CSI may dominate the popular imagination when it comes to solving crimes. But reality is not all lasers and high-tech machines, says Bernardo Ruiz, the Mexican-American documentarian behind films such as Kingdom of Shadows and Reportero. His most recent project, El Equipo (The Team) is available to stream on PBS now and follows a team of Nobel-nominated Argentinian forensic scientists investigating human rights violations across the globe – with spoons and shovels.
“Collecting evidence is one of the few ways to hold the powerful accountable,” Ruiz tells LatinaMedia.Co after El Equipo screened at the Los Angeles International Film Festival (LALIFF). “It’s about determining what’s happened and bringing some clarity to events. But you’re not bringing back the person. The ideal circumstance is not to have people disappear, not to have people be kidnapped and tortured and murdered.”
Spanning decades, El Equipo opens during the aftermath of the Argentinian Dirty War. An American scientist, Dr. Clyde Snow enlists local anthropology students as the only people brave, or stupid, enough to help him dig up mass graves in Argentina. “The team started in ‘84. They started digging graves and collecting evidence. And in 1985, some of the most powerful military leaders who’d run the dictatorship were… tried successfully,” Ruiz says. “Imagine being in your early 20s, you do work and all of a sudden, you help bring down some of the most powerful people in your country.”
That experience kicks off a lifetime commitment for many of the original team members. Among them is Mercedes “Mimi” Doretti who, along with her team members, the documentary follows as they work to uncover the truth behind atrocities around the globe – from Rowanda to the US-Mexico border to the Balkans to El Salvador.
Along the way, “El Equipo” spends a fair amount of time recounting the friendship between Dr. Snow and his students. Ruiz says he wanted to present “A different kind of US-Latin America story. It’s one about solidarity and one about a kind of close scientific collaboration.” Ruiz characterizes Dr. Snow as “a red state-er, who’s born in Texas, grew up in Oklahoma, didn’t necessarily have progressive politics. But through his life experiences and through this chance meeting with this group of Latin American students ended up really changing his perspective on the world. And it really impacted his entire life.”
And, of course, the same is true on the other side – “these young Latin American students, Argentine students, but also Guatemalan students, their trajectories were changed by this meeting with Clyde Snow. There’s something that I love about this friendship, professional relationship that definitely had its tension and differences. They collaborated over four decades and there’s something very unique about that,” shares Ruiz. “It is a model for a certain kind of collaboration and cooperation around human rights, that actually does happen. It’s just not typically highlighted.”
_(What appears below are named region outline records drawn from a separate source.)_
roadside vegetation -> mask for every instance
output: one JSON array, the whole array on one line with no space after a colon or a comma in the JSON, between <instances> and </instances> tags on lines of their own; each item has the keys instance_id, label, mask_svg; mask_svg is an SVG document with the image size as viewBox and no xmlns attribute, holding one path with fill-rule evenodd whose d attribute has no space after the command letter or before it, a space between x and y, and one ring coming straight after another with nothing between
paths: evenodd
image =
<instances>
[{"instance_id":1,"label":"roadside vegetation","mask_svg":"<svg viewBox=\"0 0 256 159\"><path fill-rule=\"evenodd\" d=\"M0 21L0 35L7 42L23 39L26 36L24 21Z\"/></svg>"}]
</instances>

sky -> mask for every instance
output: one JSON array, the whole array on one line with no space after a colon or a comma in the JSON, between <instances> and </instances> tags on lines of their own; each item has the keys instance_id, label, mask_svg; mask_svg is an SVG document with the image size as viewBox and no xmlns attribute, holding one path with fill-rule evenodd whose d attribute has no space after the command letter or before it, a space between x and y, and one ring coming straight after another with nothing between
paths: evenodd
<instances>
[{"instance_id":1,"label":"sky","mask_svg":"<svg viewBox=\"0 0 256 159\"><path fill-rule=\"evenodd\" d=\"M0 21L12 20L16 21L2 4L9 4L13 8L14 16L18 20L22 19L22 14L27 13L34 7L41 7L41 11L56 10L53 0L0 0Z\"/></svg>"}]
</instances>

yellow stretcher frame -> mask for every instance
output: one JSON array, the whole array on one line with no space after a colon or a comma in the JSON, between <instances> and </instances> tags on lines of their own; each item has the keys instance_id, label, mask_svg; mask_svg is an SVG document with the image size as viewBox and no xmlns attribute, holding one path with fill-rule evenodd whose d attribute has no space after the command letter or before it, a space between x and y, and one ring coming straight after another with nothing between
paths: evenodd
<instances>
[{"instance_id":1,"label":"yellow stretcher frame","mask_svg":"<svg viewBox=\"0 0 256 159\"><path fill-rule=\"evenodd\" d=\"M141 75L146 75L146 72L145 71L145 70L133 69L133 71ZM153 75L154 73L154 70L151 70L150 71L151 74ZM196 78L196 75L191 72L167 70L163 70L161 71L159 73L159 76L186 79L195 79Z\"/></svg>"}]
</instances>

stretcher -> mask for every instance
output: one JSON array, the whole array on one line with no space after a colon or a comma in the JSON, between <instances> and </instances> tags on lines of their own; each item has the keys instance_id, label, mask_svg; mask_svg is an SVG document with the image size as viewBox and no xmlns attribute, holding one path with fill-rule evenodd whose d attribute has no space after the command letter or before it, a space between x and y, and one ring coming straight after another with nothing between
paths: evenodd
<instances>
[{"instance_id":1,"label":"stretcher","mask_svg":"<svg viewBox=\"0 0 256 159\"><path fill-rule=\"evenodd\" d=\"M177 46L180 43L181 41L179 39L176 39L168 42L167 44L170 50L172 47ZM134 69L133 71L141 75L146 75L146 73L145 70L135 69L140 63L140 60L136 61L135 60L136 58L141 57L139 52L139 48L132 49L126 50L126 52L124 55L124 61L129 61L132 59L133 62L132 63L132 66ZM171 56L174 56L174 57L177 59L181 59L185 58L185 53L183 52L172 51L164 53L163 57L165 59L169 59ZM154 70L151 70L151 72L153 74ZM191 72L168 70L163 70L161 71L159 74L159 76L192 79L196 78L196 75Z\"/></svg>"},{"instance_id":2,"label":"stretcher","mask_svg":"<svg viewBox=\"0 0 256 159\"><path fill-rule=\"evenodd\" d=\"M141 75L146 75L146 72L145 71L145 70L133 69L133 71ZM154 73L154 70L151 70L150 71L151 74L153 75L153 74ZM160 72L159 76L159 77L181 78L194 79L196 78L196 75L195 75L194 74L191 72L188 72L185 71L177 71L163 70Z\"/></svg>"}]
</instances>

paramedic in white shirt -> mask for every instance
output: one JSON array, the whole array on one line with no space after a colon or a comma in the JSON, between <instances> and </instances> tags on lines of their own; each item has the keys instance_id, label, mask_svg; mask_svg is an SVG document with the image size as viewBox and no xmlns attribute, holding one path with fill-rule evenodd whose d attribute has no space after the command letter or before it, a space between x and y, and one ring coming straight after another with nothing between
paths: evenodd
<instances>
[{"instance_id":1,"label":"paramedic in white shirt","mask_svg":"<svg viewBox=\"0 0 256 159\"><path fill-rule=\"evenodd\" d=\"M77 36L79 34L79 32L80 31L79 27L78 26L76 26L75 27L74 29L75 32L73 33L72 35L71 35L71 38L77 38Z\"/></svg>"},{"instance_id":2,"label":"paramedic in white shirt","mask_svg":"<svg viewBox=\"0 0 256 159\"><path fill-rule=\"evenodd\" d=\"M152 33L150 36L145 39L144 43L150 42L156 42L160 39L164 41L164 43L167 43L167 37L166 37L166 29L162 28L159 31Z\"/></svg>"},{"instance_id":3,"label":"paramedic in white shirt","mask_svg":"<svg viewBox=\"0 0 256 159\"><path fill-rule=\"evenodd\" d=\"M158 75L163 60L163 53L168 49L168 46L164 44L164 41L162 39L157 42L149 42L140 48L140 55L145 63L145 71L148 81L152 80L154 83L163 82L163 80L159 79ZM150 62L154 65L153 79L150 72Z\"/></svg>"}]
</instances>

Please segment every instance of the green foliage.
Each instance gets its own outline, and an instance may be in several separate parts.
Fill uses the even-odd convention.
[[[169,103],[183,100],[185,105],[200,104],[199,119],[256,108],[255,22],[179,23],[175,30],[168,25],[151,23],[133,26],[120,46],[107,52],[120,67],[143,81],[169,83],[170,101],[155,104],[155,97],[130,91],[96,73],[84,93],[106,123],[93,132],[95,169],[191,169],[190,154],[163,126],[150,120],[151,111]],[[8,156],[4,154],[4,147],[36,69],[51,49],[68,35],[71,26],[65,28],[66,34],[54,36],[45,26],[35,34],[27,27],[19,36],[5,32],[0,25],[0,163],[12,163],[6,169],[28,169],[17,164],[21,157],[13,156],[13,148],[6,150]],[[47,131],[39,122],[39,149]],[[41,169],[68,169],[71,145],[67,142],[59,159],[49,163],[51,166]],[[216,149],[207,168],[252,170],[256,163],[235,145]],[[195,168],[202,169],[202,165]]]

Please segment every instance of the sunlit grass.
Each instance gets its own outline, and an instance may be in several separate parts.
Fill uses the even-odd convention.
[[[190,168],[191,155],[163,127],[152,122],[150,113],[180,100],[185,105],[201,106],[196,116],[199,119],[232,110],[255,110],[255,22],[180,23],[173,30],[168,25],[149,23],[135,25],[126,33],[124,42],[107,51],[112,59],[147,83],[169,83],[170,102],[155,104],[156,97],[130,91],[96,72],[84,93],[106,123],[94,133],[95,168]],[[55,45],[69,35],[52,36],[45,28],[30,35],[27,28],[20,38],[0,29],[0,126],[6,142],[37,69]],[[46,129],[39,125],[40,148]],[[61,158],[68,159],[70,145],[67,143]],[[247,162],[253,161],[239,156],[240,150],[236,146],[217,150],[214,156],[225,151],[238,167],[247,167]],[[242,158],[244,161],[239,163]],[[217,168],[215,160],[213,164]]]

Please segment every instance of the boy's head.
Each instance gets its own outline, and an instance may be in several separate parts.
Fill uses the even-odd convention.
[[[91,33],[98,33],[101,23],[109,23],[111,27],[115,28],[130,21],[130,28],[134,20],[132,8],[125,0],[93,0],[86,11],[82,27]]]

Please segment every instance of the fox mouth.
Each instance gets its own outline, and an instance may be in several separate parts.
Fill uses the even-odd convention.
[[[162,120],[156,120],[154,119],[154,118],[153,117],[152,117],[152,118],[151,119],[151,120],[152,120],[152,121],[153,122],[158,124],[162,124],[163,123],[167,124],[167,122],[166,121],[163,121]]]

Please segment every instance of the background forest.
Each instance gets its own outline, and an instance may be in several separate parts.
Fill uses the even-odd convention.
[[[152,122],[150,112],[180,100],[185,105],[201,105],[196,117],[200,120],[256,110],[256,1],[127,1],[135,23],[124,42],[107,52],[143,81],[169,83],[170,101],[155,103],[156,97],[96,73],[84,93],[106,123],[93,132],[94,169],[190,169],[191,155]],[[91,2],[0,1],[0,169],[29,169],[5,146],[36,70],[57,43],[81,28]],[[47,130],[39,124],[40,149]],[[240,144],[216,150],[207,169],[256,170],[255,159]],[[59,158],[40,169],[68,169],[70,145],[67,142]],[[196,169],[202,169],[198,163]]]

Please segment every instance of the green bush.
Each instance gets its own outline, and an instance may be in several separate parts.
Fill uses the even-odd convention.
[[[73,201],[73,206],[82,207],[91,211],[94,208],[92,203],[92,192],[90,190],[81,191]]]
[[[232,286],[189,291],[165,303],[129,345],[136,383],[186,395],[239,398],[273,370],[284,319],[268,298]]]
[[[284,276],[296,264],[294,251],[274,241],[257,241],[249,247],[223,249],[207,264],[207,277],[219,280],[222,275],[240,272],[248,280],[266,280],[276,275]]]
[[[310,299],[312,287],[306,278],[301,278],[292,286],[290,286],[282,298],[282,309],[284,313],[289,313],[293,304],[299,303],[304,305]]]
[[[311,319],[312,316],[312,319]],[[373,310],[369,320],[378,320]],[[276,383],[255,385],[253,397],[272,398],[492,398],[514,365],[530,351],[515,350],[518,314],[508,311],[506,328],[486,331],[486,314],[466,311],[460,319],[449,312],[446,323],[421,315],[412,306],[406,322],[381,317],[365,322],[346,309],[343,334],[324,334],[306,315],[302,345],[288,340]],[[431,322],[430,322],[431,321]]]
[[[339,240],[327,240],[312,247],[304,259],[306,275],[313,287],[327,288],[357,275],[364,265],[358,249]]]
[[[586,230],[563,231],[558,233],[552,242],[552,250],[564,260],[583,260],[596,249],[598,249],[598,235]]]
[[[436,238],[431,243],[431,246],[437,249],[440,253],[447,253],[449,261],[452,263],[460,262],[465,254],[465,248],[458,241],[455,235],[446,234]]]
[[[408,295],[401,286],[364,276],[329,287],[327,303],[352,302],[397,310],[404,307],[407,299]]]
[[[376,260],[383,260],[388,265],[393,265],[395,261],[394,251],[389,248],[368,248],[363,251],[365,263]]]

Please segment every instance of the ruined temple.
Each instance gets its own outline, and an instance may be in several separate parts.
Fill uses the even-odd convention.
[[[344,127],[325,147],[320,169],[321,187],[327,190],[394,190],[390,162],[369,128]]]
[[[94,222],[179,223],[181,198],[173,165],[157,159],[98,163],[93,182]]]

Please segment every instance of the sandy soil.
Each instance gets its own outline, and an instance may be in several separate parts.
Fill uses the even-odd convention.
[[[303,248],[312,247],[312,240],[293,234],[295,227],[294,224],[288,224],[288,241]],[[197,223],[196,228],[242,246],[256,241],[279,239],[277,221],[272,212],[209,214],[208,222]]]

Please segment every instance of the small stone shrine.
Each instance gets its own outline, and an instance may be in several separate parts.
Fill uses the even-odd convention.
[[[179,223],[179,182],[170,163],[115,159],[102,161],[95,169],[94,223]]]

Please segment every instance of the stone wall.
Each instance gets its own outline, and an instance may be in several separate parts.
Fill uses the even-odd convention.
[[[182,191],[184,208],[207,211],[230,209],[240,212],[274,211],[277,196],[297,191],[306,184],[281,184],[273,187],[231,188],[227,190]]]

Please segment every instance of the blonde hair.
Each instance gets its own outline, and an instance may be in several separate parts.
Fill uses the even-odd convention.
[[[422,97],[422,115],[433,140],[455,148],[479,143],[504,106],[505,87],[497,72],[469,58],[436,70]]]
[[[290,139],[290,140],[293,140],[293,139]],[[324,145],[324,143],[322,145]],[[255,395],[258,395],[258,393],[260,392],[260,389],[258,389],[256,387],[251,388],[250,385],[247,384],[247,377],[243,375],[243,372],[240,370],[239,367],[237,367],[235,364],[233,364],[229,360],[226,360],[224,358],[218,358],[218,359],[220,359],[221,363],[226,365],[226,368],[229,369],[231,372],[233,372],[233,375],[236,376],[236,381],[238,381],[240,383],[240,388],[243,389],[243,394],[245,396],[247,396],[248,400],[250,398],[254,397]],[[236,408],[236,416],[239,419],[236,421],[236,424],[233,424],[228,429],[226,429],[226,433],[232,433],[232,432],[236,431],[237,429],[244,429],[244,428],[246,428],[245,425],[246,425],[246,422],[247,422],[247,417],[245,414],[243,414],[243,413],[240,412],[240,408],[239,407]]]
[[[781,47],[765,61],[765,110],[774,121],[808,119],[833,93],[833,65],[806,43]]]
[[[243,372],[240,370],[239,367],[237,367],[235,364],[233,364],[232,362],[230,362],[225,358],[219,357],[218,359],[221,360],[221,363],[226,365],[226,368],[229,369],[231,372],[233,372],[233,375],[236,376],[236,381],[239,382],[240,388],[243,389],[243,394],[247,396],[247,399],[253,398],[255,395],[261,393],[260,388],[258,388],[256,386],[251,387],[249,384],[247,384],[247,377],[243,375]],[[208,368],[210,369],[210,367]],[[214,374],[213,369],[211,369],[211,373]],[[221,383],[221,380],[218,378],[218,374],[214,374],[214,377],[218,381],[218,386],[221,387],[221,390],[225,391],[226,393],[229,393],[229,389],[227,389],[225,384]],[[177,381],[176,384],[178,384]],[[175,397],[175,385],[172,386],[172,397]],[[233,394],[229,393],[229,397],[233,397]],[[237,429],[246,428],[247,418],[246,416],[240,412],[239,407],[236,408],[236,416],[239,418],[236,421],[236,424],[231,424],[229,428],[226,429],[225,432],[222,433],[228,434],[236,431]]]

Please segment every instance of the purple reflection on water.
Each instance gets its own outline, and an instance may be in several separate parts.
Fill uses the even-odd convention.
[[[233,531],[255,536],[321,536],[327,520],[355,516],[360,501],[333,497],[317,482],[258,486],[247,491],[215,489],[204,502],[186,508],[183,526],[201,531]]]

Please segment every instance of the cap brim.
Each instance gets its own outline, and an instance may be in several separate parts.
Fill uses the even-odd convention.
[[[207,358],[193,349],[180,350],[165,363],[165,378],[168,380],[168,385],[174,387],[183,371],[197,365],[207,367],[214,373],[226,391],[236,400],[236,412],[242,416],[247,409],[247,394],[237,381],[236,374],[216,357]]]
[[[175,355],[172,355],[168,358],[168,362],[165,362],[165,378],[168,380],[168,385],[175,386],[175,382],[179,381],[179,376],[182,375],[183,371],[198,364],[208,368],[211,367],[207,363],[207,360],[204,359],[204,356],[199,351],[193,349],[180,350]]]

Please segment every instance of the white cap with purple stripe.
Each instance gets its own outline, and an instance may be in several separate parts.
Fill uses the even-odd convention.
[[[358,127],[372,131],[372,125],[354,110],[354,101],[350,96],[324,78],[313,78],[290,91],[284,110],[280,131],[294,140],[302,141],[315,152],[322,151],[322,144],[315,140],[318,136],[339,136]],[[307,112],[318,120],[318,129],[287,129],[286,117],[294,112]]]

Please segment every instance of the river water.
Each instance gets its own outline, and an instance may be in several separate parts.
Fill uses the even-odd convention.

To tell that story in El Equipo, Ruiz spent a decade building relationships with his subjects, confessing “It’s very hard to make films about scientists because they are dry people. Part of their job is to be dispassionate about facts and be credible… [So] it took a long time to get to a place where there was enough trust between us where they would be well willing to open up somewhat.”
But El Equipo isn’t a film about confessions – “it’s about the past, it’s about history, it’s about memory.” To reflect that, Ruiz built much of the film through extensive archival research, piecing together fragments to tell the team’s story and the story of their work across time and space.
As to why he’s distributing this film now, Ruiz explains, “The generation of people who were in their teens and 20s when those events took place – the dictatorships of the Southern Cone of Chile and Argentina – they are now in their 60s and 70s. And there’s a need to memorialize and record that history. Also, I would argue, there’s a threat from the extreme right-wing, this rise of fascism, this kind of pro-authoritarian wave.”
Stories like El Equipo “arguably have lessons from the past that speak to this moment.” They remind us of the consequences of unchecked power, of our ability to form connections and share information in spite of distance, and how humble work, in this case with spoons and shovels, can dethrone the mighty.